Contrast this with the original version of the Three Little Pigs first recorded in 1842 by James Halliwell-Phillipps. In that version of the tale, the third little pig is not in control and victory over the wolf not so easily won. There is a continued conversation between the wolf and the third pig in which the pig learns to face his own fears, inadequacies, and ignorance. It is through this courageous dialogue that the pig eventually attains not only victory over the wolf, but also his own wholeness.*
When I look at the number of books in the West that have been published on asana, compared to those on the yamas and niyamas, I can’t help but wonder if we are practicing a “cleaned up” version of yoga, with large chunks of the story left out. Fairy tales have deep lessons to teach us, and we often miss opportunities to reach into the deep recesses of our ignorance when we leave out significant portions of the story. So it is with yoga’s ethical system.
At their heart, the yamas and niyamas are an encounter with our lived humanity. They show us our own moral poverty, they empower us to make more harmonious choices, and they fill our lives with grace. They are the foundation of our transformation through the alchemy of yoga.
At their heart, the yamas and niyamas are an encounter with our lived humanity.
Why is it that these ethical principles are not given the attention they merit? I think it is in part because we view them as answers rather than questions, and moral laws that result in simple failure or success. The primal mistake is in thinking we know what they mean. Arrogance takes over, and the opportunity for reflection is lost.
Yoga’s ethical system does not give clear answers as much as it invites us to ask very big questions, and then to live into those big questions. “What does it mean to ‘do no harm’ as we move through our unique human lives?” is a very big question. By continually dialoguing with ourselves over the question, the choices of our lives can begin to reflect the very essence of nonviolence.
When we ask questions of ourselves, we allow an internal conversation to develop. Take, for instance, Dietrich Bonhoeffer, a budding Lutheran theologian with a strong pacifist stance. As Hitler came to power and Bonhoeffer witnessed the horrors of Hitler’s regime, Bonhoeffer’s relationship with nonviolence began to change. Bonhoeffer eventually became part of a failed assassination attempt on Hitler, paying for this failure with his life. One can only imagine the angst pervading the questions Bonhoeffer asked himself—an internal dialogue that eventually moved him from committed pacifist to ready assassin.
Or take Mahatma Gandhi and his lifelong relationship with truthfulness. In his autobiography, Gandhi states that his whole life had been an experiment with truth. And what a life of force that experiment produced. My point is that neither of these great people bypassed the hard decisions of life—arriving at them through a deep consideration of what it means to be ethical within a lived context.
We love answers, especially to complexity. I see it in others; I know it all too well in myself.

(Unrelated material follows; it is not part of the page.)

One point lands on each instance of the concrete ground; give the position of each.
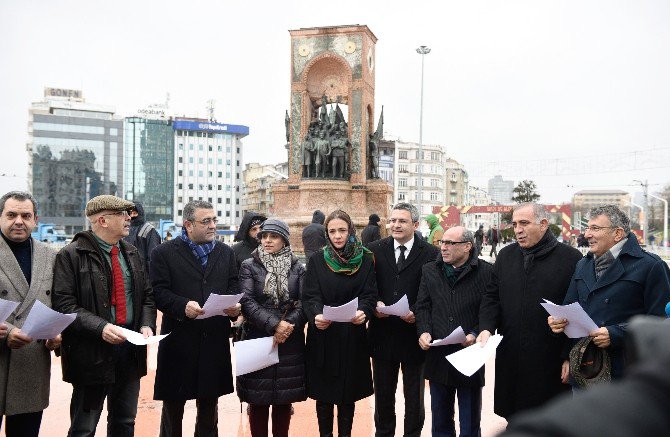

I experience it as a pervasive inner plea to make life easier by being told what the “right” thing is. But answers can cheat us. They rob us of growth, reflection, and community dialogue. Answers are shaped by what we assume we know, which distances us from the opportunity of the moment. Assumed answers prevent us from having the deep conversations with ourselves—such as what Bonhoeffer must have had with himself regarding nonviolence, and Gandhi about truthfulness. Answers give us a “cleaned up” version of our lives, much like the “cleaned up” version of the story of the Three Little Pigs—with the entire dialogue between the wolf and the third pig deleted.
True ethical systems do not give us the clear, easy answers we love. But they do guide us through the messy complexities of our shared humanity by inviting us to ask bigger questions. It is these questions—such as those Bonhoeffer and Gandhi asked themselves—that enable us to see what we have not yet been able to see. It is these questions that invite us to grow into a deeper, humbler, wiser participation with our own lives. And it is these questions that keep us freshly engaged and present to whatever life brings us in the moment.
True ethical systems do not give us the clear, easy answers we love.
The yamas and niyamas do not lend themselves to a facile acceptance. They are lifelong companions and intimate friends—to dialogue with, wrestle with, and learn from. They invite us to approach big questions we didn’t even know how to ask. This is their ongoing power.
*For a detailed exploration of the original story, see Pigs Eat Wolves by Charles Bates.